The first thing to realize is you will fail - a lot. The number and size of the mistakes I've made in my jobs is awful. You will too. And the more you push, the bigger and more mistakes you will make.

And when you make those mistakes, everyone will see them. There's no hiding them. The best thing to do when it happens is own up to it and figure out the best way to fix it. And keep in mind one important thing, a large part of success is making fewer mistakes than others. Your competitors are all making big mistakes too. Usually much bigger ones.

A hedgehog knows one thing very well. A fox knows many things. At a start-up you need to be a fox. My success at Windward is in large part my programming skills. But at times my marketing skills have been key. My sales ability, which is poor, has been essential. It's useful to be very good at your core job. But it's critical that you're competent at a wide number of other jobs.

It will take everything you've got. One of our interns was given his first task the second day. By the end of the day he knew he couldn't do it and went home almost in tears ready to give up. But that night he decided that he was not going to let this beat him. He came back in and over the next 2 weeks figured it out. And became, by my count, one of 3 people in the world who understood a totally undocumented API.

Working at a start-up is like going on Outward Bound. It won't push you to your limits, it will push you beyond them as you discover your actual limits are far beyond what you think they are.

What to do in School

So you're in school and you want to go be the next Mark Zuckerberg.
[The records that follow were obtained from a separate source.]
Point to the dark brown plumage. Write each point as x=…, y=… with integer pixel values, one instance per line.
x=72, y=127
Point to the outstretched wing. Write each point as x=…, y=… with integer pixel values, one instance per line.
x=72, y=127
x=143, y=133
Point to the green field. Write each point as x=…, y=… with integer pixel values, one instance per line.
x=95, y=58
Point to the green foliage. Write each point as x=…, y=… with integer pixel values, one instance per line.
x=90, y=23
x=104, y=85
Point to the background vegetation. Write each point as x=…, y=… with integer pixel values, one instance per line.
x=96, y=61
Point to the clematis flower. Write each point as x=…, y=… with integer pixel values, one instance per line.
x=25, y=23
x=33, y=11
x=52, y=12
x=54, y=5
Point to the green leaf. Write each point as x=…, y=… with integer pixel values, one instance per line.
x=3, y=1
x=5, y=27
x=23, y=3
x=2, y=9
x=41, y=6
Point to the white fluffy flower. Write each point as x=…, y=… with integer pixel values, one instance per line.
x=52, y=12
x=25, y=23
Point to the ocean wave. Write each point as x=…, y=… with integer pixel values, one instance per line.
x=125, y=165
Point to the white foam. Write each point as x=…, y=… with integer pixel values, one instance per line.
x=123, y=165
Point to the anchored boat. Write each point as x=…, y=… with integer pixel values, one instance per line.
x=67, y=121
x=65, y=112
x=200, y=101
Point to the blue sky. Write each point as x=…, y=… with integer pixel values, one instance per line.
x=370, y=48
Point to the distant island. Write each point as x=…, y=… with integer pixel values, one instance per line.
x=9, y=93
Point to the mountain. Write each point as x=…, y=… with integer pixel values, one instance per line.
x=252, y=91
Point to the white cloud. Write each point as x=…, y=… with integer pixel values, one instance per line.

Good - that's the kind of goal that drives you to success.

Step 1 is you need to intern at start-ups while you're in school. During the school year if you can. During the summer you must. An internship is job experience for you. It's a detailed interview process for the company.

Interning one summer at a large company like Facebook, Microsoft, etc. is also good experience. But the rest at start-ups. (One of the interns at Windward spent this past summer at Google - and he kept getting jobs completed in about 1/2 the time they expected. That's the prep you get at a top start-up.)

You'll learn a lot, you'll meet new friends, and you'll have an incredible sense of accomplishment. On the flip side, without internship experience, how will start-ups be able to evaluate if they want to hire you? That's their #1 measure.

Next create your own software products. Small games on Android are fine. Or a website for a club you're in. Part of this is to show where your interests lie and part is to show you love programming. If at all possible do some that require serious multi-threaded programming as you learn a lot doing that.

Third is participating in hackathons. These are really useful as they show that you can work in a collaborative environment with your teammates. And, if the projects in the hackathons differ enough, it shows a wide variety of products you created. Finally, and this is oh so important in the start-up world, you've shipped products! That's gigantic.

And finally comes the GPA. Your parents like a high GPA. Big corporations like a high GPA. But in the start-up world, while some do look at this, most have learned that it has almost no correlation with success and ignore it. At Windward we don't ask it of applicants.